The main cache is read-only; we use transactional updates for eviction based on TTL and cache size, and to bring in new records from the working cache. It uses ordered lookups to support RFC 8198 NXDOMAIN synthesis.
The working cache is used by the resolver to keep track of queries in progress. It can be based on fine-grained updates and locking, rather than being designed for a read-mostly workload. It might not need ordered lookups at all.
Queries that miss the main cache get handed over to the resolver, which might be able to answer them straight from the working cache, or it might add the query to a list of queries waiting for the same answer, or when there are no matches it creates a new entry in the working cache that belongs to a new resolver task.
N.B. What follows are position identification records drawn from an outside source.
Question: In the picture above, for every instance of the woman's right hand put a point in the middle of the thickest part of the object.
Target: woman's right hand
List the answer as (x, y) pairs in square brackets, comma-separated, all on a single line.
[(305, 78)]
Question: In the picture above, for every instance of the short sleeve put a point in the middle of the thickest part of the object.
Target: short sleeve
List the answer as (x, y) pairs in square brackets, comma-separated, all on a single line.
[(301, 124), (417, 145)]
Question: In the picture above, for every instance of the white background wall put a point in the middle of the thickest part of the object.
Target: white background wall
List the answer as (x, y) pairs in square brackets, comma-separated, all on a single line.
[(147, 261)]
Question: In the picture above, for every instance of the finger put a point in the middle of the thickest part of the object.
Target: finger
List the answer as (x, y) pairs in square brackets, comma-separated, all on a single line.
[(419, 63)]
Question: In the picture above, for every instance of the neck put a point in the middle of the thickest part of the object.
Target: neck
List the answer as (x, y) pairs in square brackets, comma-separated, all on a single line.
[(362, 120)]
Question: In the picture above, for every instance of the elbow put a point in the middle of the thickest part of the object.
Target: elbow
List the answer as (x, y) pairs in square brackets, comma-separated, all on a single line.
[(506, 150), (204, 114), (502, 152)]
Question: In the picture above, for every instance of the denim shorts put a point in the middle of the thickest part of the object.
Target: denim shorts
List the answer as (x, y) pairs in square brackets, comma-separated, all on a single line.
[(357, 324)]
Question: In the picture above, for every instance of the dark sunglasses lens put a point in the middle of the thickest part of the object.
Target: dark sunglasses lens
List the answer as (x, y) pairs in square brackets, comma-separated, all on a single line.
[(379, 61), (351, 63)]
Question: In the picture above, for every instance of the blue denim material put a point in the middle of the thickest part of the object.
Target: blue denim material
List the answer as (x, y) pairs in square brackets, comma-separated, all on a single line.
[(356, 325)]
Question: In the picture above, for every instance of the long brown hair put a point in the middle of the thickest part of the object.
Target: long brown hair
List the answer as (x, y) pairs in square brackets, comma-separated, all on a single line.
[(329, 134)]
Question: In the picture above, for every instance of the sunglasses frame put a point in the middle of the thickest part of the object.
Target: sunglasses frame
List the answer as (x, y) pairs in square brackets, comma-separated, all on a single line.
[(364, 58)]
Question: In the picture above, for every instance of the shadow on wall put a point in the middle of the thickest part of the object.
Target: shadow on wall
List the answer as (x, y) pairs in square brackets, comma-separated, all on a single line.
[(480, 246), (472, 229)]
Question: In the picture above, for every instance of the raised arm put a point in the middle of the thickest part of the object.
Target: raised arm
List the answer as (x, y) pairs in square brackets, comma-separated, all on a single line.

Most of what I have written above is about working with the interior branch nodes of the tree. What about the application data hanging off the leaf nodes?
During a transaction, any elements that we want to delete need to be added to a free list, so that they can be cleaned up after the next RCU epoch. When we need to modify an element, we must do so COW-style.
It’s reasonable for the tree implementation to keep a free list of application elements, so any delete or set operations will automatically add the old element pointer to the list for later cleanup. On the other hand, it’s probably easier for the applicaton to COW its own data.
The only callback we will need is to free application elements during the delayed cleanup after the RCU epoch has passed. (This is simpler than Knot DNS, which also has callbacks for refcount manipulation.)
For a long time I was doubtful that a custom allocator for a qp-trie would be worth the effort. But now I think it is likely to be worth it:
The refcounting in Knot is confusing; GC seems to be a nicer way to support RCU.
Small pointers can save a significant amount of space, and are more accommodating for a one-pass radix tree version.
It will become feasible to see if layout optimization can make queries faster.
It remains to be seen if I can find the time to turn these ideas into code!